In short, for most computational chemistry activities users will continue to use UIs. The UI input will then be mapped to the Chemist DSL, and then the Chemist DSL will be mapped to the underlying kernels. Most legacy computational chemistry packages forego the intermediate DSL layer. The problem with such an approach is that the DSL is exactly the interface power users/developers are looking for. Without the DSL, said users are forced to modify the existing code or complicate the UI.

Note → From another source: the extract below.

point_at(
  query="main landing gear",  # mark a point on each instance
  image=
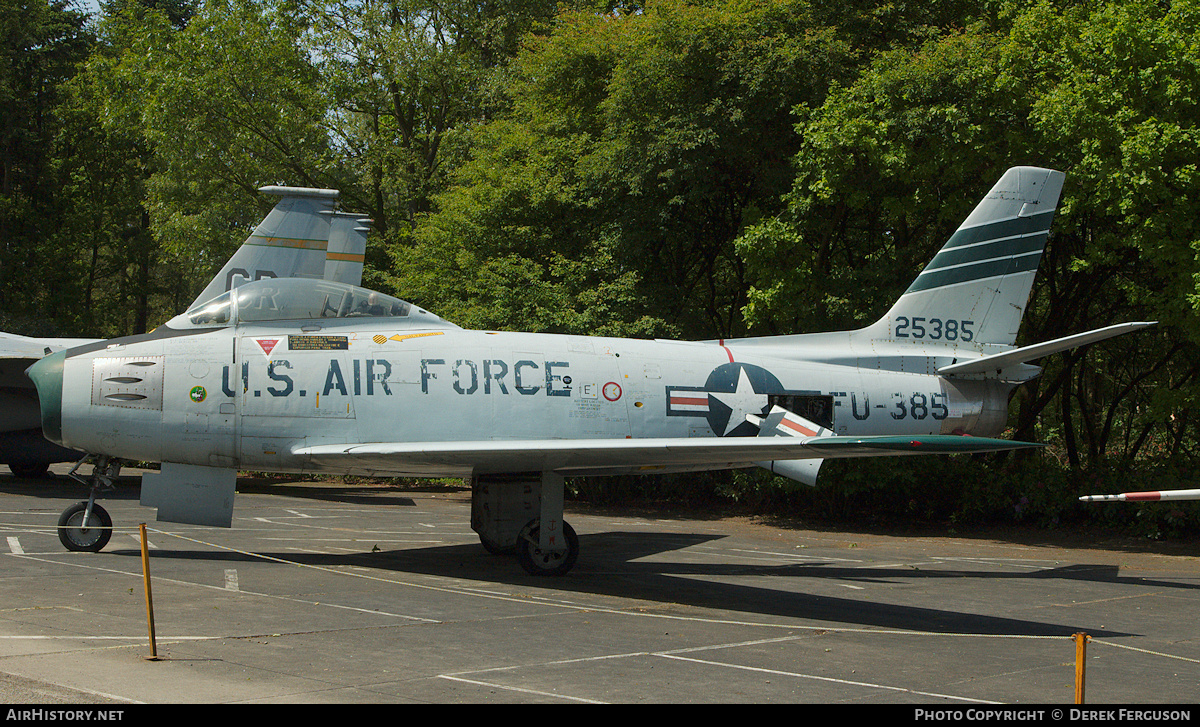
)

What is a typical Chemist workflow?
The typical Chemist workflow is pictorially given in
Fig. 1 (in the context of Gaussian-based quantum
chemistry). The first step is to create a ChemicalSystem
class (TODO: link).
For the example workflow shown in Fig. 1 this step is
depicted by the benzene molecule. The ChemicalSystem
class describes the
nuclei, electrons, molecules, boundary conditions (periodic, vacuum, solvent,
etc.), and fields that represent the chemical system of interest. The
ChemicalSystem
is the chemist’s view of the problem.
Given a ChemicalSystem
the next step is to create a physical model of the
system. For Gaussian-based quantum chemistry this has two parts creating a
molecular basis set (pictorially represented in Fig. 1
by the p-orbitals superimposed on benzene) and specifying an approximation
to the Schroedinger equation (pictorially represented in
Fig. 1 by the time-independent Schroedinger equation). In
Chemist we rely on the AOBasisSet
class for describing molecular basis sets
and a combination of Operator
and Wavefunction
objects to express the
physical approximations (disclaimer Operator
and Wavefunction
are
still experimental).
Together the ChemicalSystem
, Operator
, and Wavefunction
objects
provide an explicit representation of what the user wants to do. The last step
shown in Fig. 1 is the actual computation of the user’s
requested quantity depicted as pseudocode. Ideally, the computations will
leverage Chemists’s data structures directly to avoid expensive data
transformations, but Chemist also provides mechanisms for accessing the
underlying data in a variety of formats.
While Chemist is a standalone library providing a computational chemistry DSL, the developers of Chemist feel that it particularly shines when it used to define interfaces for modular software. The workflow in this section assumes such a use case by relying on opaque modular functions. In the NWChemEx stack these modular functions are actually PluginPlay modules; however, Chemist is independent of PluginPlay and any function satisfying the APIs used here will work. Pseudocode for the above workflow is:
// N.B. all opaque functions would need more user input to work
ChemicalSystem benzene = create_molecule_from_ui();
AOBasisSet aos = form_molecular_basis_set(benzene);
auto H = form_hamiltonian(benzene, aos);
auto Psi = compute_wavefunction(H, aos);
double E = compute_energy(H, Psi);
Of note, see how data is passed explicitly. This avoids coupling to global state
or implicit definitions of things like “Hartree-Fock”. With this code we don’t
have to wonder “what the user things Hartree-Fock is?” because we’re given an
explicit Hamiltonian (as a slight aside many developers may not be used to
thinking of Hartree-Fock in terms of Hamiltonians, but rather Fock operators;
however, Hartree-Fock can be viewed as approximating the Hamiltonian as the core
Hamiltonian plus the converged Fock operator). It’s also important to note that
the DSL does not actually do any computations, it just describes what the user
wants to do. The point being it is not actually possible to talk to the
efficiency of the above code because the bottleneck computations are wrapped in
the opaque functions, e.g., while many developers may immediately say the
iterative nature of Hartree-Fock means that the above code would need to solve
the Hartree-Fock equations 3 times (once in form_hamiltonian
, once in
compute_wavefunction
, and once in compute_energy
); we argue (and the
experimental NWChemEx SCF implementation proves) this need not be the case.